LETTERS TO THE EDITOR |
University Hospital Nijmegen
Nijmegen, The Netherlands
To the Editor:
Thymic cysts are uncommon and represent 1% to 2% of mediastinal cysts and tumors. They usually remain asymptomatic, are found on routine chest roentgenograms, and are located in the neck or anterior mediastinal compartment.
1 To our knowledge, this is the first report of a symptomatic thymic cyst located in the middle mediastinum.

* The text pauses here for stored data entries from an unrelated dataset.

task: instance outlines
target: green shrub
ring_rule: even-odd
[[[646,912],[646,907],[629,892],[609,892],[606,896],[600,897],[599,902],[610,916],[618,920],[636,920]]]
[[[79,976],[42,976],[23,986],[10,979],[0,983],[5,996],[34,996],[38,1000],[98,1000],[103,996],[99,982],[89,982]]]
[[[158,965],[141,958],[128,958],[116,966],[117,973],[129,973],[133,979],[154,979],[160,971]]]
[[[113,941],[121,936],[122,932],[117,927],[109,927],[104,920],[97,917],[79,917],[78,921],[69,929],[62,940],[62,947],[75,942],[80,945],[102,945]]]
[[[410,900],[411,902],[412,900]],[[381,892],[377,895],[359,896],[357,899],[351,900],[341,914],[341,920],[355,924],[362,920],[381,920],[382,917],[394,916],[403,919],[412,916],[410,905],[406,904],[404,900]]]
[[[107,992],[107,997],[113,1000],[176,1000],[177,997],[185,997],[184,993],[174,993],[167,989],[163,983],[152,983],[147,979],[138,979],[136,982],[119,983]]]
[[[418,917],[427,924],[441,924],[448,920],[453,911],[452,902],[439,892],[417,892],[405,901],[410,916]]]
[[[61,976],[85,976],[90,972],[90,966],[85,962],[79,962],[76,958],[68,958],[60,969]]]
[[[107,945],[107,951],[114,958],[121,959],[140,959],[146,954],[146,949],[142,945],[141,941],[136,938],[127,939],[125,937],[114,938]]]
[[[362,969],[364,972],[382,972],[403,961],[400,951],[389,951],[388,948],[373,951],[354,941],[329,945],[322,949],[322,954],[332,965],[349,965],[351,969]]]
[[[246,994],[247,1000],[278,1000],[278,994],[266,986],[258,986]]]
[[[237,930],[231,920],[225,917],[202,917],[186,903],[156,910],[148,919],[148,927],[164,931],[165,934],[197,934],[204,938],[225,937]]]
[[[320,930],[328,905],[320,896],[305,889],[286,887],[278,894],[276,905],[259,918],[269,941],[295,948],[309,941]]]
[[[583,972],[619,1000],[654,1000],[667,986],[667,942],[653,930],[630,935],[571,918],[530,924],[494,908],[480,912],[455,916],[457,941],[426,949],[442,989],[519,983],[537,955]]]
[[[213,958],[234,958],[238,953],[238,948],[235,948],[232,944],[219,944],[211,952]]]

In 1991, a 60-year-old man was referred to our clinic because of dyspnea on effort, hoarseness, and a vague sense of chest pain. Physical examination showed only prolonged expiration. Laboratory investigations were normal. The chest roentgenogram appeared normal other than an elevated right hemidiaphragm with partial limited movement on x-ray examination. Lung function tests showed an expiratory air-flow obstruction without improvement after salbutamol inhalation. Results of skin tests were negative, the provocative concentration of histamine causing a 20% fall in FEV1 (forced expiratory volume in 1 second) was 4 mg/ml (normal, >8 mg/ml). The diagnosis of chronic obstructive pulmonary disease was made. Despite treatment with budesonide, the patient's condition did not improve. Reevaluation of the breath sounds several months later revealed prolonged and wheezing inspiration and expiration.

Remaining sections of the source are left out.